Feature

Ternyata, Tarawih di Masjid Imam Syafi’i Pakai 11 Rakaat

3 Mins read

Sore ini saya sudah sepakat dengan kawan rumah untuk pergi salat tarawih di masjid Imam Syafi’i. Namun sebelum ke sana, saya ada janji untuk melaksanakan kegiatan tahunan yaitu Buka Bersama di Markas Dakwah Muhammadiyah Mesir atau sekretariat PCIM Mesir dengan teman-teman Muhammadiyah saya.

Kairo sore ini cuacanya cukup sejuk, saat melihat suhu di handphone saya menunjukkan angka 25 derajat. Karena itu, saya berangkat menggunakan pakaian lengan panjang tipis, sambil membawa tas yang isinya jaket sweater buat jaga-jaga kalau malam harinya agak dingin. Jarak dari rumah saya ke sekretariat PCIM Mesir sekitar 9 KM, butuh waktu 30 menit jika perjalanannya lancar.

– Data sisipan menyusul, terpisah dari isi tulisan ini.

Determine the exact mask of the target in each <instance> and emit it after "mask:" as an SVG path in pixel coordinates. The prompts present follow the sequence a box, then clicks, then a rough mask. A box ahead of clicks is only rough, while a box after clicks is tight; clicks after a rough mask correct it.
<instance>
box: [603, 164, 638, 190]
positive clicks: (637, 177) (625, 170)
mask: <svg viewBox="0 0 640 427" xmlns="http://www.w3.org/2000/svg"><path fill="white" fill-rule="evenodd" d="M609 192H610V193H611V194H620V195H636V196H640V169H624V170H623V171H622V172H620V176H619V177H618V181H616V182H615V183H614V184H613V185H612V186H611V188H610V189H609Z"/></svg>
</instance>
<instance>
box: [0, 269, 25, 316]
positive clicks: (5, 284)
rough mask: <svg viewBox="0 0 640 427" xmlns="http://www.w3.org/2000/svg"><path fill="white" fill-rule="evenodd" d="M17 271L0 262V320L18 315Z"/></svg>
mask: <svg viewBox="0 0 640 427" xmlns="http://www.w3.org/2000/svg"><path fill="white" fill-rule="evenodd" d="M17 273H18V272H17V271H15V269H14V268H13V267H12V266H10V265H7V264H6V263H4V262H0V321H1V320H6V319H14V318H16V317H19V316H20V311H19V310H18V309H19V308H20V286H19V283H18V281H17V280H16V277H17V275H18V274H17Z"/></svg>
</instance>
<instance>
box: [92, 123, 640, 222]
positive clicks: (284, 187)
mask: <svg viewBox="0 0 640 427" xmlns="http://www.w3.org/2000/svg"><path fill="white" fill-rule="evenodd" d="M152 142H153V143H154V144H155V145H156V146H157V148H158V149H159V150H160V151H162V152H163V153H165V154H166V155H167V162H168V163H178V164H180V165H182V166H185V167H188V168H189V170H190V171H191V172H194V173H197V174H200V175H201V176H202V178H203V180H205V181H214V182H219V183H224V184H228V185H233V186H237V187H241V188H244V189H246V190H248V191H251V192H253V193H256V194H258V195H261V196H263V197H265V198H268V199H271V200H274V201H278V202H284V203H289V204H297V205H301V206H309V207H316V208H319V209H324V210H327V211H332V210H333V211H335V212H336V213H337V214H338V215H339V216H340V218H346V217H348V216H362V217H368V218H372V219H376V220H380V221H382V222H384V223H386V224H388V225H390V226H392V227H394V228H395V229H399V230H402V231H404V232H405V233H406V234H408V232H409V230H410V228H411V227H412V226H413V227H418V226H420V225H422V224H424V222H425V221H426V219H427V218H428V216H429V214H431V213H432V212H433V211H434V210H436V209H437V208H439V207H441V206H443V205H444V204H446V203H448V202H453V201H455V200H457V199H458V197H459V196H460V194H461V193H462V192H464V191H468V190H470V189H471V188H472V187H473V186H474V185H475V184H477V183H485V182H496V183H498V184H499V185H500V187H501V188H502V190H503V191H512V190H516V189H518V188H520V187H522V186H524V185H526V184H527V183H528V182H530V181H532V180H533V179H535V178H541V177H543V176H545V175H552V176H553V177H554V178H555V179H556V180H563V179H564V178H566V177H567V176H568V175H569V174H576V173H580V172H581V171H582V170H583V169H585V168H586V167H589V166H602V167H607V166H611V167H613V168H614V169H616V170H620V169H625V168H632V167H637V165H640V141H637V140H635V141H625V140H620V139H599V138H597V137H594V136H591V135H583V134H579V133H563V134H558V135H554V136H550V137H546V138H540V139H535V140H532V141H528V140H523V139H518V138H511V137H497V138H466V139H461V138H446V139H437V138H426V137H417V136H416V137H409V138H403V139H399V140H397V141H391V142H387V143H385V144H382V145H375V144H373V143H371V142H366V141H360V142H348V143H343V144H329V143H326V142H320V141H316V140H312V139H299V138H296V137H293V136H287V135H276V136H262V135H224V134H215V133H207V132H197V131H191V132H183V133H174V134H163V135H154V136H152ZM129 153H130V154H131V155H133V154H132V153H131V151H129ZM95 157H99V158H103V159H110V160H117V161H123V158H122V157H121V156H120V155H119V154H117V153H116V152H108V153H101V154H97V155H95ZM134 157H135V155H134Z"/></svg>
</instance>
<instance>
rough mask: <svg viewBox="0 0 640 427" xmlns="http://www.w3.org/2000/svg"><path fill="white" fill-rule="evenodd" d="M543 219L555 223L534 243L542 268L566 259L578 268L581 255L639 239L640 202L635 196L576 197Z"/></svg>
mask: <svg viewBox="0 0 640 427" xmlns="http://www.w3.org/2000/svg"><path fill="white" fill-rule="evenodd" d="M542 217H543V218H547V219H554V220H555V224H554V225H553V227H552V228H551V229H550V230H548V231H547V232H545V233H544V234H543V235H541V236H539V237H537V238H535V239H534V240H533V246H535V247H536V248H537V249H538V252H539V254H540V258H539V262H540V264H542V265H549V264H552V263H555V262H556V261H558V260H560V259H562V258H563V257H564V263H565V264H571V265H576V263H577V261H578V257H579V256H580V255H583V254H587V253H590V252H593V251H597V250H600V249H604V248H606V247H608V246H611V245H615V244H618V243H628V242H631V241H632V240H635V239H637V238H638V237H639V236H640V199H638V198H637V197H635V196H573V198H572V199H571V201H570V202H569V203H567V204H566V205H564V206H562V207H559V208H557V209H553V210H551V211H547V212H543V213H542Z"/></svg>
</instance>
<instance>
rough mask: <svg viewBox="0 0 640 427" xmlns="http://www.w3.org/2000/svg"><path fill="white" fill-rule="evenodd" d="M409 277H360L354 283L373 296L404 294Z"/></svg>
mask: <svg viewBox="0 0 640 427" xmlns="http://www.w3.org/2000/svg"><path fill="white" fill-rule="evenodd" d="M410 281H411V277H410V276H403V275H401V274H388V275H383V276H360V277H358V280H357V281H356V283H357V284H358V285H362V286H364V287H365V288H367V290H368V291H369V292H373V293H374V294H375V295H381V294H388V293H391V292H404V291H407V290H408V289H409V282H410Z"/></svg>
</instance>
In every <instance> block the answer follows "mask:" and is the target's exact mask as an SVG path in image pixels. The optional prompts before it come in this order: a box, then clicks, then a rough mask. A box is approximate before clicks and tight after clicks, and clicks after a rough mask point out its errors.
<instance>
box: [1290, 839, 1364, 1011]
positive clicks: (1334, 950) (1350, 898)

Seperti biasa, saya harus berjalan kaki terlebih dahulu sekitar 10 menit dari rumah ke tempat menunggu angkot. Dengan cuaca yang masih sejuk, tidak ada masalah dengan kondisi puasa dan jarak. Toh hitung-hitung ini bisa dianggap ngabuburit seperti di Indonesia gitu. Hehe

Saat saya sampai di sekretariat, saya disambut dengan kawan-kawan di sana. Sembari mempersiapkan takjil untuk buka bersama hari itu, mereka saling bercengkrama dan bertukar cerita. Ada perasaan haru saat melihat wajah mereka, tidak terasa sudah hampir lima tahun berproses dan melaksanakan aktivitas di PCIM Mesir bersama mereka. Acara sore itu tidak formal, harapannya teman-teman dapat menyambung silaturahmi satu sama lain dan ngobrol hal-hal santai dan saling melempar candaan.

Acara dilanjut dengan berbuka bersama dan salat Maghrib, waktu sekitar 2 jam sudah sangat cukup untuk melepas rindu bersama mereka. Setelah semua rampung, saya dan kawan saya asal Gresik sepakat memesan Indrive untuk pergi ke masjid Imam Syafi’i, karena jaraknya memang lumayan jauh dan harus oper angkot yang lumayan menghabiskan waktu. Akhirnya pesanan kami datang dan membawa kami ke makam Imam Syafi’i.

Baca Juga  Andai Sekarang Saya Jadi Presiden

Menuju Masjid Imam Syafi’i

Sekitar 20 menit perjalanan, dan kami sampai di depan gerbang masjid tersebut. Dari kejauhan saya sudah mendengar suara imam dari Toa sedang membaca sebagian surat. Sadar bahwa salat sudah berlangsung, kami mempercepat jalan untuk segera masuk. Namun sebelum masuk, saya sempat mengabadikan momen di depan masjid. Saya menjepret pintu utama masjid Imam Syafi’i, menara yang menjulang tinggi serta dihiasi dengan lampu berwarna putih dan hijau yang gemerlapan.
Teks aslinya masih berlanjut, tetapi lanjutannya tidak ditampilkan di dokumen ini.